Pese a todo, las razones de este uso ideológico del mestizaje entendido como blanqueamiento no hay que buscarlas en los núcleos familiares o en unos códigos de moral individual, sino en la manera en que la historia de la colonia y el capitalismo moderno constituyeron nuestra visión del mundo. En el caso colombiano, esta historia es inseparable de los imaginarios hispánicos con los que se consolidó un proyecto de nación conservadora, ultracatólica y semifeudal a finales del siglo XIX, dentro de una era conocida como La Regeneración. Bajo el liderazgo de un grupo de intelectuales conservadores y gramáticos, se implantó en el país un régimen excluyente basado en la pureza idiomática como modelo de corrección de una barbarie supuestamente congénita –La Academia de la Lengua colombiana es la más antigua del continente, fundada en 1871-. Otro factor determinante de este proyecto político fue un batiburrillo de ideas acerca de la raza nacional donde se mezclaban los viejos complejos antisemitas de España, el grotesco legado de los cuadros de castas y las modas eugenésicas de la época. Digamos que el pecado no era tanto ser indio o negro sino negarse a dejar de serlo. El pecado era resistirse a la imparable “evolución” racial. De ahí que el mestizaje adquiriera paulatinamente su significado actual y acabara ligado a la posibilidad de acceder a unos derechos conexos a la obtención de la ciudadanía en la república. Todavía hoy, en los reproches contra los misak que derribaron la estatua del conquistador, resuena la idea de que los indígenas no son ciudadanos. Son, meramente, “indios”, en contraposición a un nosotros abstracto que asocia los conceptos de nación y mestizaje blancoide.
El acto de protesta de los misak no es un irrespeto, no es un acto vandálico irracional perpetrado por un conjunto de “bárbaros”: es un cuestionamiento profundo de los fundamentos racistas y excluyentes sobre los que se ha asentado la idea actual de la nación colombiana y una invitación para discutir qué queremos ser en el futuro: unos tristes aspirantes a blancos o un pueblo que asume con valentía y originalidad sus múltiples herencias. Una nación de mestizos supremacistas, de rednecks morenos, o una república plebeya de iguales que habitan su diferencia constitutiva.

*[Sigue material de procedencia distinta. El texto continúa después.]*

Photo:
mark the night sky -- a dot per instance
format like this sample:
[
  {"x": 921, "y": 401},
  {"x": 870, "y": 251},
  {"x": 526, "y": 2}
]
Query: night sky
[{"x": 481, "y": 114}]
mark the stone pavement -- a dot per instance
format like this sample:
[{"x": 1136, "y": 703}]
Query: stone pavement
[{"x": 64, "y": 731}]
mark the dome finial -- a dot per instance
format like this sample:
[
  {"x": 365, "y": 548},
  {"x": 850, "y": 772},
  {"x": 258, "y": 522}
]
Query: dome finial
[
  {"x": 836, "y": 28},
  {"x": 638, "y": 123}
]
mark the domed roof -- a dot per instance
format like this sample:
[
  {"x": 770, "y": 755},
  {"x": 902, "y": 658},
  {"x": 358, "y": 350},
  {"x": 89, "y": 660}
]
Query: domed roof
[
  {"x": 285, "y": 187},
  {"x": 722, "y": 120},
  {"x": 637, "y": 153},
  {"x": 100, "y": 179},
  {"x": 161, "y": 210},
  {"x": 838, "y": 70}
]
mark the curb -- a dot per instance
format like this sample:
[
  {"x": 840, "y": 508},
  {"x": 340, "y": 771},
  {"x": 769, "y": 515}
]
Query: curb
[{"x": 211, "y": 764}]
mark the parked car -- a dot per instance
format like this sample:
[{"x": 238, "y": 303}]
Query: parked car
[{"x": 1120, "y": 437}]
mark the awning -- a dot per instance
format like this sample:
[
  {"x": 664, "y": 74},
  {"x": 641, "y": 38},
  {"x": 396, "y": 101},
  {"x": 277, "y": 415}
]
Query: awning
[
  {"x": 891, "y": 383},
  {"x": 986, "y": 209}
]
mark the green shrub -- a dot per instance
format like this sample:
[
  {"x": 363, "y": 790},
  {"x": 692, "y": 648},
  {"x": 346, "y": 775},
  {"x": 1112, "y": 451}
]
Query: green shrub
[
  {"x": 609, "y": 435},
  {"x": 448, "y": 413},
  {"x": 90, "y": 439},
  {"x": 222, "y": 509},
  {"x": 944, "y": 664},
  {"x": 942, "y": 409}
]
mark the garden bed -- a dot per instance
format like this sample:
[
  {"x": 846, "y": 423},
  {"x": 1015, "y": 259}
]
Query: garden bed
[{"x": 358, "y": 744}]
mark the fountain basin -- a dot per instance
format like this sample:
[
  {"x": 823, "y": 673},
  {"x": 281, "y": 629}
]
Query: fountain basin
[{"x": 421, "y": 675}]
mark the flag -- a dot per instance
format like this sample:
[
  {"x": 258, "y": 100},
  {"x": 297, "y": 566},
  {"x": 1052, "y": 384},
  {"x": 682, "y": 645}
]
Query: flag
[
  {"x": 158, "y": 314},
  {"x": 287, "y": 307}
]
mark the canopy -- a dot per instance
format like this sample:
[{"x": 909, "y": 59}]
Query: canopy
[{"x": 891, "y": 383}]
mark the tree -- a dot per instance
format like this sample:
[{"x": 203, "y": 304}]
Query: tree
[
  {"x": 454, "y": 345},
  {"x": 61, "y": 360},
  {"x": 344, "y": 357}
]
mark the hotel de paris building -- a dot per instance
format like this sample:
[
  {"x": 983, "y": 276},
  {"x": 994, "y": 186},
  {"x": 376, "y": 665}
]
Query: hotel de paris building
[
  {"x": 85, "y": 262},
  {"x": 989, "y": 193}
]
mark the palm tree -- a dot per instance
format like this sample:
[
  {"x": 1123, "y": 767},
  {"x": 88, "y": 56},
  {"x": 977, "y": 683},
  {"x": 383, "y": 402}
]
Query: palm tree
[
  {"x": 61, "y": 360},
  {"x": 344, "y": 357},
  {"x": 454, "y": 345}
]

Por lo pronto, la caída del monumento nos ha permitido ver el lugar donde se encontraba erigido, que no es ningún “morro”, ni un montículo natural: se trata de una antigua pirámide construida para usos ceremoniales hace muchos siglos por el pueblo pubenense. A la espera de que se reanuden las labores arqueológicas en la zona, interrumpidas en los años 50 del pasado siglo, solo nos queda recordar que parte importante del futuro de América Latina sigue pendiente de ser desenterrado.
Los monumentos que ensalzan la conquista no celebran la historia, mucho menos la nuestra. Esas estatuas ecuestres a duras penas disimulan la complejidad bajo una caricatura de heroísmo épico y su caída de los pedestales, la necesidad de trasladar esas imágenes a un museo de las representaciones caducas, es un motivo de felicidad.
¡Larga vida al pueblo Misak, al pueblo Nasa y a todo el movimiento indígena del Cauca!